Allo stesso tempo esse suggeriscono come la eccessiva attenzione alla parte contabile degli equilibri di finanza pubblica che non ne consideri la interdipendenza con il sottostante debito climatico può essere fuorviante e, in ultima analisi, controproducente. Per esempio, studi recenti stimano il valore del debito climatico come pari a circa la metà del valore del debito pubblico per gli Stati membri dell’UE e in proporzione crescente se gli sforzi per contenere i deficit di bilancio non si accompagnano ad investimenti adeguati di mitigazione e adattamento ai cambiamenti climatici.

L’impatto del debito climatico sul debito sovrano può variare da paese a paese in base a fattori come la vulnerabilità climatica, l’esposizione economica e la capacità di adattamento e mitigazione. Affrontarne le sfide richiede una gestione prudente delle finanze pubbliche, ma anche, allo stesso tempo, adeguate politiche di adattamento al cambiamento climatico e un’allocazione efficace delle risorse per la transizione verso un’economia sostenibile. Il valore del debito sovrano è infatti legato a filo doppio con il debito climatico, anche se ciò può non essere evidente nelle forme contabili che guidano la gestione tradizionale del debito pubblico.

Le interdipendenze principali, già ora ben presenti nelle metodologie di valutazione delle agenzie di rating, implicano che una gestione restrittiva dei bilanci pubblici può essere un boomerang e paradossalmente causare aumenti del servizio del debito, impatti negativi sulla sua sostenibilità e riduzione della capacità fiscale. In particolare, la riduzione della spesa pubblica per contenere il deficit di bilancio può comportare minori investimenti in infrastrutture sostenibili, energie rinnovabili e tecnologie pulite. Questa riduzione a sua volta può inoltre essere interpretata come una rinuncia ad affrontare le sfide del cambiamento climatico, e portare a una diminuzione della fiducia dei mercati finanziari e dei creditori, creando instabilità finanziaria e aumentando il rischio di crisi del debito sovrano non solo per il paese in questione, ma anche per i suoi partner finanziari e commerciali.

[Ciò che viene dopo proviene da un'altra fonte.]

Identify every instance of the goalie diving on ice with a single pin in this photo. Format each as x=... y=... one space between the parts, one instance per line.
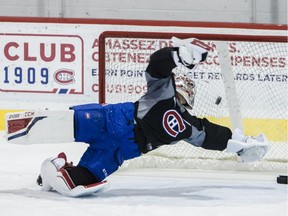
x=119 y=132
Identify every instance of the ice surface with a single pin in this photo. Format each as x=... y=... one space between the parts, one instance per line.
x=142 y=192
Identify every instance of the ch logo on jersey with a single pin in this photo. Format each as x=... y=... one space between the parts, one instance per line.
x=173 y=123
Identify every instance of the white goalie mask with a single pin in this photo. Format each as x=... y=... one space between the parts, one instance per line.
x=185 y=88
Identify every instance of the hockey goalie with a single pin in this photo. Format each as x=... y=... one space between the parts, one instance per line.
x=118 y=132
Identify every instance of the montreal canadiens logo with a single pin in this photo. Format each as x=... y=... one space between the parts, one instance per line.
x=64 y=76
x=173 y=123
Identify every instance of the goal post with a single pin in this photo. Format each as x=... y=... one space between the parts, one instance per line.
x=243 y=83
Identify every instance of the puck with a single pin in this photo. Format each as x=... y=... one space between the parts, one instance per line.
x=282 y=179
x=218 y=100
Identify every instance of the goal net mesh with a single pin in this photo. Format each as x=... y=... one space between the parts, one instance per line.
x=260 y=80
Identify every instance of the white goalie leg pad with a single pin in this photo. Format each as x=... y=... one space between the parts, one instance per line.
x=56 y=178
x=250 y=149
x=39 y=127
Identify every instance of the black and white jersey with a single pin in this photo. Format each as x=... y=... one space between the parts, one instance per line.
x=160 y=117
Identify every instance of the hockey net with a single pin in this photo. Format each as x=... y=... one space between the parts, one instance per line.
x=243 y=83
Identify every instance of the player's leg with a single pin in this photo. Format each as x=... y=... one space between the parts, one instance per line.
x=57 y=174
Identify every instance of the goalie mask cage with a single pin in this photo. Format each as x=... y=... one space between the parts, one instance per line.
x=243 y=83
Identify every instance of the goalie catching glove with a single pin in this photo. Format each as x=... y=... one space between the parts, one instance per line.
x=191 y=51
x=248 y=149
x=55 y=176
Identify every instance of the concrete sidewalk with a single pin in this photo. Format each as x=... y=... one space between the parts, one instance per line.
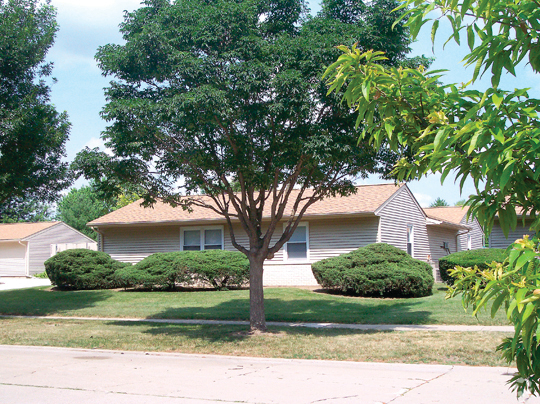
x=377 y=327
x=32 y=375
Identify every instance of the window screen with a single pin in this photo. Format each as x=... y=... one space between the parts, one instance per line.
x=297 y=244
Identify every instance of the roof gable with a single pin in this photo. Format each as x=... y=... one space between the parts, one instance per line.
x=19 y=231
x=367 y=199
x=451 y=214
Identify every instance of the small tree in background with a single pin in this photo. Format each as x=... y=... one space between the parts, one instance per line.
x=32 y=133
x=25 y=210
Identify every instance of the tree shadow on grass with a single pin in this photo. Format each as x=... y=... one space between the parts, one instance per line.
x=42 y=301
x=220 y=333
x=367 y=311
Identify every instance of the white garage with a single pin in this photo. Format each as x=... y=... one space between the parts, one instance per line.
x=24 y=247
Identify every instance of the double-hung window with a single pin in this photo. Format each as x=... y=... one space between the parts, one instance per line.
x=297 y=248
x=410 y=240
x=201 y=238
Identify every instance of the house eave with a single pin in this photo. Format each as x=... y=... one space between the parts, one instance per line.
x=318 y=216
x=442 y=223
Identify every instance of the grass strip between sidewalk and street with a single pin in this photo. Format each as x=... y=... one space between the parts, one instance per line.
x=281 y=304
x=446 y=348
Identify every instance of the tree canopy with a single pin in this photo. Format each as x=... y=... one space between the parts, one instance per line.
x=32 y=132
x=220 y=95
x=25 y=210
x=491 y=136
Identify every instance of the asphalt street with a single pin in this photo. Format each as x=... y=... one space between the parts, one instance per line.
x=45 y=375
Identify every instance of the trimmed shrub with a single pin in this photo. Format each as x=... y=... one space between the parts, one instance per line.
x=217 y=268
x=82 y=269
x=160 y=270
x=481 y=258
x=375 y=270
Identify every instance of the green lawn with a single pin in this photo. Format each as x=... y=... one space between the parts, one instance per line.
x=282 y=304
x=447 y=348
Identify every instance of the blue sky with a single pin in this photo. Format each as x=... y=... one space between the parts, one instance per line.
x=85 y=25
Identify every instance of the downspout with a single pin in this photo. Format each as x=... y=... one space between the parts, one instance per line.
x=460 y=234
x=26 y=257
x=100 y=238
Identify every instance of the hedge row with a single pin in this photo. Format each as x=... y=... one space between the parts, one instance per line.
x=375 y=270
x=86 y=269
x=470 y=258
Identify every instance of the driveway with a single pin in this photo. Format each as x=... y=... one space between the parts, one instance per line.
x=61 y=375
x=7 y=283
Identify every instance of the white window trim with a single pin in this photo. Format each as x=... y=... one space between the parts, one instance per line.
x=285 y=246
x=201 y=229
x=410 y=226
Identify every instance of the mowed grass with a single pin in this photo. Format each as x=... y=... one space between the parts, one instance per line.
x=281 y=304
x=449 y=348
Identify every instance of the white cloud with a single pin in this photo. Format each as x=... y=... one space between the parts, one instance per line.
x=99 y=143
x=423 y=199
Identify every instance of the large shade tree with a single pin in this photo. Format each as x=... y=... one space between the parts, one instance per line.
x=219 y=96
x=32 y=132
x=491 y=137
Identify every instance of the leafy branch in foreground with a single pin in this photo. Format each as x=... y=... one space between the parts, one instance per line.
x=514 y=285
x=492 y=137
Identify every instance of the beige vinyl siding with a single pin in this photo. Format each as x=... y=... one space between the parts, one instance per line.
x=477 y=235
x=437 y=236
x=242 y=239
x=13 y=259
x=40 y=244
x=132 y=244
x=330 y=238
x=497 y=239
x=398 y=212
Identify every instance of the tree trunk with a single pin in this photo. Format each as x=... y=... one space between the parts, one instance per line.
x=257 y=320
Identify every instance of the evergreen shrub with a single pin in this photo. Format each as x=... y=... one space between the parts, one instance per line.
x=216 y=268
x=481 y=258
x=375 y=270
x=82 y=269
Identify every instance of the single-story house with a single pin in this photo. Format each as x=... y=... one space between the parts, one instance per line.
x=24 y=247
x=375 y=213
x=497 y=238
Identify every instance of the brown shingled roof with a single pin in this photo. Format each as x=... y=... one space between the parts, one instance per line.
x=19 y=231
x=366 y=200
x=452 y=214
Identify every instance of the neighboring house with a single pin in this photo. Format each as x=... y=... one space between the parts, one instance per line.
x=444 y=240
x=497 y=238
x=376 y=213
x=24 y=247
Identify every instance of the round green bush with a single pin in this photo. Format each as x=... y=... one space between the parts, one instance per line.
x=470 y=258
x=375 y=270
x=160 y=270
x=216 y=268
x=82 y=269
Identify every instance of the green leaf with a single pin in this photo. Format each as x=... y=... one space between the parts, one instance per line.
x=507 y=172
x=529 y=309
x=470 y=37
x=434 y=31
x=497 y=100
x=497 y=303
x=525 y=258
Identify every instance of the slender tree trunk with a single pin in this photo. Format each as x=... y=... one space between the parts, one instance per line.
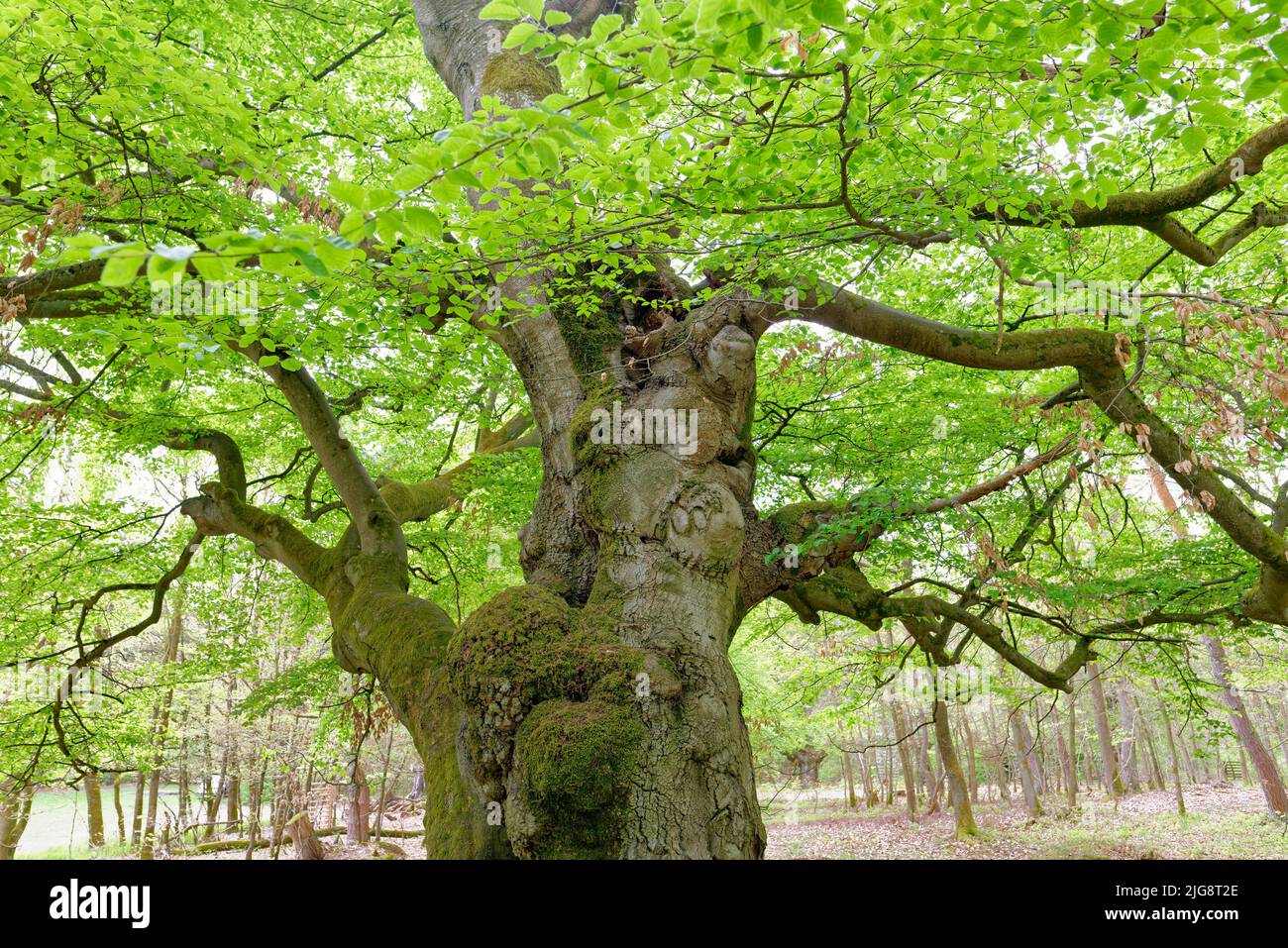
x=957 y=788
x=360 y=804
x=1113 y=777
x=94 y=809
x=384 y=785
x=1024 y=754
x=1271 y=785
x=1127 y=756
x=971 y=768
x=910 y=780
x=1171 y=747
x=851 y=800
x=1068 y=768
x=120 y=810
x=1280 y=734
x=1155 y=772
x=141 y=789
x=161 y=725
x=928 y=780
x=14 y=814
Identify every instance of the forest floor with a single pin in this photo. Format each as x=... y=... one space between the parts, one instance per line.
x=1223 y=822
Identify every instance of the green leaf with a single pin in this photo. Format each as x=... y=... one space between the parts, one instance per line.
x=1193 y=140
x=423 y=222
x=349 y=193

In sintesi, per gestire il debito climatico in modo efficace, è necessario integrare l’agenda climatica con le politiche di finanza pubblica e di bilancio. Questo significa sviluppare politiche di bilancio sostenibili che prendano in considerazione gli impatti del cambiamento climatico, valutino i rischi finanziari associati e incorporino strategie di mitigazione e adattamento nelle decisioni di spesa pubblica. In Europa, la revisione del Patto di Stabilità e Crescita (PSC) rischia di essere inefficace o addirittura controproducente se non accompagnata dalla istituzione di una capacità di investimento con un forte orientamento al clima e all’energia.

La lotta contro i cambiamenti climatici è una priorità globale e richiede investimenti significativi nella transizione verso un’economia a basse emissioni di carbonio. Il piano REPowerEU sta già mobilitando quasi 300 miliardi di euro, di cui circa 72 miliardi sotto forma di sovvenzioni e circa 225 miliardi di euro di prestiti. Ma questa dotazione non è sufficiente, a fronte di un debito climatico stimato a più del 30% del PIL europeo. Un fondo di investimenti sotto il controllo della Commissione, collegato alle nuove norme del PSC e dedicato in misura significativa al clima e all’energia, consentirebbe di perseguire una politica comunitaria di transizione energetica, promuovendo al contempo la integrazione tra l’agenda climatica e le politiche di finanza pubblica e di bilancio di livello europeo.